La amenaza no es nueva, pero quizás es más grave que en otras épocas. En este mismo espacio y hace ya algunos meses, aludía a que uno de los mayores problemas al que nos enfrentábamos, desde un punto de vista económico e incluso social, tenía que ver con las elevadas tasas de absentismo que registrábamos respecto de lo que era la media en países de nuestro entorno, tanto en el ámbito público, como en el privado, hasta el punto de que liderábamos el ranking a nivel europeo.

Sin embargo, últimamente y por razones fácilmente comprensibles (entre las más socorridas: miedo a perder el empleo) se está observando que esos elevados niveles de ausencias en el puesto de trabajo vienen disminuyendo de una manera significativa, incluso cuando las causas que podrían justificarlas tienen que ver con la salud, con la supuesta mala salud de sus protagonistas.

Una de las consecuencias inmediatas de este fenómeno singular es el presentismo (asistencia al trabajo, pero sin asumir plenamente las responsabilidades del mismo).

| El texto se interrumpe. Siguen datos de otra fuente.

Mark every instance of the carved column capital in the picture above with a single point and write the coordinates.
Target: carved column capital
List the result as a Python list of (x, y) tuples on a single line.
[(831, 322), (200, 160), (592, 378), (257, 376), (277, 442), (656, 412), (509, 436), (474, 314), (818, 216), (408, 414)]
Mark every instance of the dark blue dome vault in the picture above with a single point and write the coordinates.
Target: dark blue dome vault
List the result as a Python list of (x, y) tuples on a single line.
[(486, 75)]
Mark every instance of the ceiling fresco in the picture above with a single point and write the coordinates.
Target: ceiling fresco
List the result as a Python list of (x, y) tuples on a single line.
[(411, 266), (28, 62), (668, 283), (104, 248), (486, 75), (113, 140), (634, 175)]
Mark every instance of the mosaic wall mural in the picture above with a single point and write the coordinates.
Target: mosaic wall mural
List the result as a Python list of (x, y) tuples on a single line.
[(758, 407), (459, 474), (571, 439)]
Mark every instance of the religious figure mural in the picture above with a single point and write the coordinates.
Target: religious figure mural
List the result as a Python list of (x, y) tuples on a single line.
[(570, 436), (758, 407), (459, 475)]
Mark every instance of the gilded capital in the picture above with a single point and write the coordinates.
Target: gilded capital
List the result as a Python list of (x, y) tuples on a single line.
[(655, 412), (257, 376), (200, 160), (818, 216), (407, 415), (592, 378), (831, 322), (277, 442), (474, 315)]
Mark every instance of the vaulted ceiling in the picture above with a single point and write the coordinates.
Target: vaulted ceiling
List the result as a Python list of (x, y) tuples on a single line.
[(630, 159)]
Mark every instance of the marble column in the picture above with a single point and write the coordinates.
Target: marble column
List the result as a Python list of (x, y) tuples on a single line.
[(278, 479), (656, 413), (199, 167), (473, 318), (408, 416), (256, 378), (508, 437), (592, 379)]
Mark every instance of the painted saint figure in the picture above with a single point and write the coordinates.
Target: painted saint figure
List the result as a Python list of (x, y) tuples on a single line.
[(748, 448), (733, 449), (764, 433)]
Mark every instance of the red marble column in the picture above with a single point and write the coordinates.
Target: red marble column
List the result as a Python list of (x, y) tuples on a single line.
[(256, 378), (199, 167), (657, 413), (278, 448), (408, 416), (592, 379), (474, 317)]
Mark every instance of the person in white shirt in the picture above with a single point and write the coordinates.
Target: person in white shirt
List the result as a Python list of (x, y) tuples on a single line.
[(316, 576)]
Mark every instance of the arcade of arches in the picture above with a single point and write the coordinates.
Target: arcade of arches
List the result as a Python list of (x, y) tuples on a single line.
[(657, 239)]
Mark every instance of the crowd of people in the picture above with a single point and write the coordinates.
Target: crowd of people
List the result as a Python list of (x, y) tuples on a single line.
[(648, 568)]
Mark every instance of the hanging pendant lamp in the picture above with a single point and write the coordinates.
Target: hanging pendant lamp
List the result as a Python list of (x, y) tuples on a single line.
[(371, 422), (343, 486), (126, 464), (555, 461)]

Dicho con otras palabras, la reincorporación de estas personas a los puestos que dejaron temporalmente vacantes, lejos de suponer una recuperación efectiva para la empresa u organización de la que se trate, por ejemplo, con incrementos de la producción o mejora de los servicios, suponen de hecho un trastorno o incluso una disminución del rendimiento.

Como es obvio, me refiero a esos casos que podríamos calificar como patológicos y que representan quienes utilizan argumentos incompatibles con unas relaciones laborales normales y homologables en cualquier sociedad avanzada; también a quienes sin justificación suficiente causaron baja o lo que se conoce como una I.L.T. (incapacidad laboral transitoria), porque es difícil desentrañar su verdadera naturaleza desde un punto de vista clínico. En general, la vuelta al trabajo de estas personas lleva implícitas algunas perversiones en el sistema, puesto que desde el primer momento suelen protagonizar todo tipo de quejas, demoras, apariencias, etc., cuando no se excusan con un (pretendido) cumplimiento estricto de las normas.

Estas situaciones generan inevitables conflictos, primero entre los propios compañeros, generando un mal ambiente laboral en el que se ven inmersos, especialmente, aquellos que continuaron «al pie del cañón» y se vieron forzados a suplir las ausencias; también en las organizaciones de las que se trate, porque no encuentran la forma de reconducirlas y se resiente su competitividad o la calidad del servicio y, por último, entre los clientes, que terminan soportando las ineficiencias y –cuando pueden– actúan con lógica, es decir, desviándose a la competencia, salvo en el caso de los servicios públicos, donde a los usuarios sólo les queda sufrir las consecuencias.

Así las cosas, y no digamos cuando se trata de servicios en los que puede estar en juego la seguridad de quienes los utilizan, creo que se puede llegar a una conclusión unánimemente compartida: en estos supuestos, es preferible soportar la ausencia (el absentismo) que sufrir la presencia (presentismo), naturalmente, sin perjuicio de las acciones que puedan arbitrarse desde el punto de vista legal, porque no debemos olvidar que también están en juego derechos y obligaciones que afectan a terceros. En otras palabras y como resumen de estas reflexiones, en aras del bien común, todos deberíamos tener claro que los puestos de trabajo no se ocupan, se desempeñan, y más –si cabe– en tiempos como los que corren.